What is the mechanism of action of this treatment?

Cognitive-Behavioral Therapy for Insomnia (CBT-I) is a common treatment for sleep deprivation that focuses on changing sleep habits and misconceptions about sleep. It includes techniques such as maintaining a regular sleep-wake schedule, avoiding electronic devices before bedtime, using the bed only for sleep, and employing relaxation techniques to reduce anxiety. These strategies help to recondition the mind and body to associate the bed with sleep, thereby improving sleep quality and duration. This is crucial for sleep deprivation patients as it addresses the root behavioral and cognitive issues contributing to their sleep problems, leading to more sustainable and long-term improvements in sleep health.

What side effects are associated with this type of intervention?

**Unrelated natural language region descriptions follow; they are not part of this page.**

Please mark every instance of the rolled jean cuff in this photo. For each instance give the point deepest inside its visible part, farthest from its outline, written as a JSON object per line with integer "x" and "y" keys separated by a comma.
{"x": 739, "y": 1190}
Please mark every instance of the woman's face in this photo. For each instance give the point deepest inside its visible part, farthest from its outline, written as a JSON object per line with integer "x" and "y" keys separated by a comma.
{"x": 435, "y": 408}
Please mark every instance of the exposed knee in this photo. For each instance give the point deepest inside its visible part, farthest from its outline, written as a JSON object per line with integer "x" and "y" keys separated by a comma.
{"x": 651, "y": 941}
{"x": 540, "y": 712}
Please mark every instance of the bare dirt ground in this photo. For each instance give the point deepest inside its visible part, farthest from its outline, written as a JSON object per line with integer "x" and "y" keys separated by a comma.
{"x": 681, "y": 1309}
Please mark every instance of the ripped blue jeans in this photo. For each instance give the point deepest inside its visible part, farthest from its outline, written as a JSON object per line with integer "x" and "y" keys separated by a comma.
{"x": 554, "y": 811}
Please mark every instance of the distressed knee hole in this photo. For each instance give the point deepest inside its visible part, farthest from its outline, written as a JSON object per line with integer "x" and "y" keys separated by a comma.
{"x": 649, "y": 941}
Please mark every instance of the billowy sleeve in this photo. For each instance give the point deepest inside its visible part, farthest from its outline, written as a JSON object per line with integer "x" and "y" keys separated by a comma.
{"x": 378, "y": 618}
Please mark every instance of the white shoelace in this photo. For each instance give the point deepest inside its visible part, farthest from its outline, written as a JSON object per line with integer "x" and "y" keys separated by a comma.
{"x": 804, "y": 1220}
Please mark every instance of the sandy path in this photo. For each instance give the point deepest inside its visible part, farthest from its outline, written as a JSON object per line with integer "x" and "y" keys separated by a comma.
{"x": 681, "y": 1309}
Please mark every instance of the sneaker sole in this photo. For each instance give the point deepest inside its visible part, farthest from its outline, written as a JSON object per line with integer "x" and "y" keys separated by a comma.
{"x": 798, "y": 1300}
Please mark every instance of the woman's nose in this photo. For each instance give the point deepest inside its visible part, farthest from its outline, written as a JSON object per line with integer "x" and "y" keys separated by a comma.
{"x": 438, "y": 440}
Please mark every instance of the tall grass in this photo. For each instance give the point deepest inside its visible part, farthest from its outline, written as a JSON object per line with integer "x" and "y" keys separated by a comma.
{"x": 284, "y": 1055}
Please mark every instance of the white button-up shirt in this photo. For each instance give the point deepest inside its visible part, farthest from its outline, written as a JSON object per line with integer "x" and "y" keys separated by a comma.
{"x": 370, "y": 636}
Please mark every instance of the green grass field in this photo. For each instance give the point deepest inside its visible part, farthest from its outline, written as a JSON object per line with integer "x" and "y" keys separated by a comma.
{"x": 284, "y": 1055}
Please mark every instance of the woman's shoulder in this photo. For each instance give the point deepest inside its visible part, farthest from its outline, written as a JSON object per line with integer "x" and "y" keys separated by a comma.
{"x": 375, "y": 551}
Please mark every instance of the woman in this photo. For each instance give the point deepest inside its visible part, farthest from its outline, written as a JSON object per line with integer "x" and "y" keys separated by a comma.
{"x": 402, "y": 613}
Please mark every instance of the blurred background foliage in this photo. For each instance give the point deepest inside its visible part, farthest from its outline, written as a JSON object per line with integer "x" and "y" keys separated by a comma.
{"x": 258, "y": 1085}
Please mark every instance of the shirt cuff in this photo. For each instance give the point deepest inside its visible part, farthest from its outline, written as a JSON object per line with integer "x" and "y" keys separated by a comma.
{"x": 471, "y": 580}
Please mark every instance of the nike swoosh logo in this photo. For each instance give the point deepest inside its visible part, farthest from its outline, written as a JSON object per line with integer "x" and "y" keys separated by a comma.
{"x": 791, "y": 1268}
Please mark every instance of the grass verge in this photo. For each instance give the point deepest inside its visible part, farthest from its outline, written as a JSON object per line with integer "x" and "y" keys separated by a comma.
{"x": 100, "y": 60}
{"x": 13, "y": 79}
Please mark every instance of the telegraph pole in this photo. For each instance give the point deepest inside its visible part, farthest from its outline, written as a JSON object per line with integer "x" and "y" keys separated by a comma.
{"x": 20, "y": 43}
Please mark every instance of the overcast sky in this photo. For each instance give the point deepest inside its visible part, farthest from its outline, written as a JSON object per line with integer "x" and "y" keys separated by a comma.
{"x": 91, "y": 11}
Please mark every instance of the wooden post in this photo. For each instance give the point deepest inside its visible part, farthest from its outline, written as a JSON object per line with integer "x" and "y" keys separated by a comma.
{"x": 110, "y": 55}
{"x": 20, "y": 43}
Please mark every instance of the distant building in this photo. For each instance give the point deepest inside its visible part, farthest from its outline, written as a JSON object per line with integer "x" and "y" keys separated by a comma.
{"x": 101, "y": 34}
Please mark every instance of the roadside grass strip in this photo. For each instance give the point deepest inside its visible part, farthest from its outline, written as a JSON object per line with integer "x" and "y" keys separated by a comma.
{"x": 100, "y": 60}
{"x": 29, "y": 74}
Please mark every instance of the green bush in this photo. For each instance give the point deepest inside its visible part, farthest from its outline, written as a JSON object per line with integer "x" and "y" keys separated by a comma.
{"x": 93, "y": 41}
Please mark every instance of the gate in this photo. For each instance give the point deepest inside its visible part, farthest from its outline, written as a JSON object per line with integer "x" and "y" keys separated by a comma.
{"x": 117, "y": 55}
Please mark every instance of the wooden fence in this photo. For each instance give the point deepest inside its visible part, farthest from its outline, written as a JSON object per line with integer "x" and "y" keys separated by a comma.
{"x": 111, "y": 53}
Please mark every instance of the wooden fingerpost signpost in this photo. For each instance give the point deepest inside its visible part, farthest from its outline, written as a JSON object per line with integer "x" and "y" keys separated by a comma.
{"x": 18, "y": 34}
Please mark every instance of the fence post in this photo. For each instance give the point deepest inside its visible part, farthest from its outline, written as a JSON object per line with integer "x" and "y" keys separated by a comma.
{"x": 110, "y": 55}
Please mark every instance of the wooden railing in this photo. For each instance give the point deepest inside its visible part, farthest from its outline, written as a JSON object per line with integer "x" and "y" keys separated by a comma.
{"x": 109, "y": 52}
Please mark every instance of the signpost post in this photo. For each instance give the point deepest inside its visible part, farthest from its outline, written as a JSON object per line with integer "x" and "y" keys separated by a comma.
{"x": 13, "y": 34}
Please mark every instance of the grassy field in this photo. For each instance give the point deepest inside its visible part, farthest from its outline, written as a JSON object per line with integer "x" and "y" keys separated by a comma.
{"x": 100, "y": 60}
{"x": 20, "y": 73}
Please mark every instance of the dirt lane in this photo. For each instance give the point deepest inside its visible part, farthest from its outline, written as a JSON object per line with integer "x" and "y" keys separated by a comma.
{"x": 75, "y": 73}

Cognitive-Behavioral Therapy for Insomnia (CBT-I) is generally well-tolerated with minimal side effects. Some patients may experience temporary increases in anxiety or frustration as they adjust to new sleep habits and routines. Unlike pharmacological treatments, CBT-I does not carry risks of dependency or significant adverse effects. However, it requires active participation and commitment, which can be challenging for some individuals. Other treatments for sleep deprivation, such as light therapy, may cause headaches or eye strain, while pharmacological options like hypnotics can lead to dependency, daytime drowsiness, and other side effects.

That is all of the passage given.